2019 – A une heure de Cox’s Bazar, le Deauville du Bangladesh, se trouve Kutupalong, un des plus grands camps de réfugiés à ciel ouvert au monde. Ce village de cabanes rafistolées de bambous, de tôle et de toile se love sur une région vallonnée souvent inondée. Il a éventré la jungle en deux mois, maintenant s’y amasse un million de Rohingyas fuyant les exactions des militaires birmans –
Ce n’est pas une armée de mikado.
La silhouette assise à même le sol se livre dans la faible lueur de la sombre cabane de 10m2. Huit adultes et six enfants s’y entassent religieusement. Je suis assis en retrait, je filme. La mère aux pieds nus, tatouée, fièrement vêtue d’une robe traditionnelle bariolée, debite sa vie d’antan, son quotidien, sa fuite, son périple, son arrivée et sa vie dans le camp…petit à petit, la voix de notre interprète est moins assurée, elle tremble. L’émotion nous submerge, nos corps se crispent au rythme de son récit. Un silence assourdissant envahit la pièce. Il est déchiré par les pleurs du bébé allongé dans son couffin suspendu bercé par la gamine. A côté, la grand-mère asséchée aux yeux rougis a le verbe sybillin. Du linge aux couleurs chatoyantes décorent la pièce.

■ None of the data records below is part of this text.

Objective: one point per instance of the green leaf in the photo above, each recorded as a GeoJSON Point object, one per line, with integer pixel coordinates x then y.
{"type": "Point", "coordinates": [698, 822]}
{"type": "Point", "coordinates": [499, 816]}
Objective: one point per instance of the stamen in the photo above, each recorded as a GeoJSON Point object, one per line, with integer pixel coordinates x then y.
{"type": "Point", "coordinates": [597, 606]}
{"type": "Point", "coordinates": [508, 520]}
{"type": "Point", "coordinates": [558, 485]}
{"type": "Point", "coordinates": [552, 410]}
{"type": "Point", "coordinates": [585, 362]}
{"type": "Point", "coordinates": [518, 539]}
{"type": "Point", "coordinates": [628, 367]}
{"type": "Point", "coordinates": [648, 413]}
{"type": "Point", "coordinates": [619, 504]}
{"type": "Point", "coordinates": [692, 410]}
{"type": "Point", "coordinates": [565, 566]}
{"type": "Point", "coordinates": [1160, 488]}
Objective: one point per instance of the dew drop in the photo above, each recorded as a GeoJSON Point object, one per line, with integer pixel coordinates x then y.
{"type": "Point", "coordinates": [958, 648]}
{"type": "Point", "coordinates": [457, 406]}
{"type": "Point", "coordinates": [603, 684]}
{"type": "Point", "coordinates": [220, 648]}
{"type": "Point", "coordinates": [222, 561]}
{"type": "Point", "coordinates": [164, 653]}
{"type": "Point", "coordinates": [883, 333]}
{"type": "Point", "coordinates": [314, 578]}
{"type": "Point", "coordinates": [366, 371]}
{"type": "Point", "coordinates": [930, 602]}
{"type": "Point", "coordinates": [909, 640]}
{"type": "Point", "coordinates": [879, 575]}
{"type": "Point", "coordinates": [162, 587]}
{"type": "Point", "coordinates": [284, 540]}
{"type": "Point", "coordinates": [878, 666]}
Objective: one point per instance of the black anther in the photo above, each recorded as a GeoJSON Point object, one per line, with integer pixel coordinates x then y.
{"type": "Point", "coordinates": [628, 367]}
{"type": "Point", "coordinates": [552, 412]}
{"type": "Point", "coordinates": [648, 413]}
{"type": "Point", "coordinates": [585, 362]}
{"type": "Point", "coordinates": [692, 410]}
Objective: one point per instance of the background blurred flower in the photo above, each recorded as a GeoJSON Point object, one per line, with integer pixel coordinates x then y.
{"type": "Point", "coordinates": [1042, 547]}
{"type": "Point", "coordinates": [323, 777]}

Sa maison a été détruite. Son mari a été battu à mort par les militaires. Ses deux frères et trois de ses cinq enfants ont été brûlés par les moines bouddhistes. Avant de pouvoir fuir, elle a été violée dans son village et a mis au monde cet enfant dans le camp.
Je vacille, je perds pied, j’interromps les confidences. Je tombe la caméra, je me lève, je titube jusqu’au jardin. La main posée sur le tronc du premier arbre, je cherche avidement l’air, la lumière. Mes yeux absorbent enfin le soleil, la lumière me fouette, l’air me calme et je reviens de ce cauchemar. Les pieds de tomates rouge vif et les salades vert éclatant jouxtent le canal, irriguant les petits jardins. Ce tableau de couleurs contraste avec la couleur du sol, une terre marron, visqueuse et pétrie par les pluies de la mousson. Le calme intérieur a repris son droit, le silence est rythmé par le Muezzin.
C’est coloré mais c’est une prison.
Je m’abandonne sur une banquette de bus admirant le camp s’étendre à perte de vue. Le ciel bleu baigné d’une légère brise vient adoucir la chaleur suffocante. Mes paupières se ferment. Des cris, des rires, et je découvre surpris des enfants joueurs. Certains courent derrière une jante rouillée un bâton à la main, d’autres se vautrent dans un bac à terre pour un tournoi de billes.
Leur maison, c’est leur cabane; leur raison, ce sont leurs billes.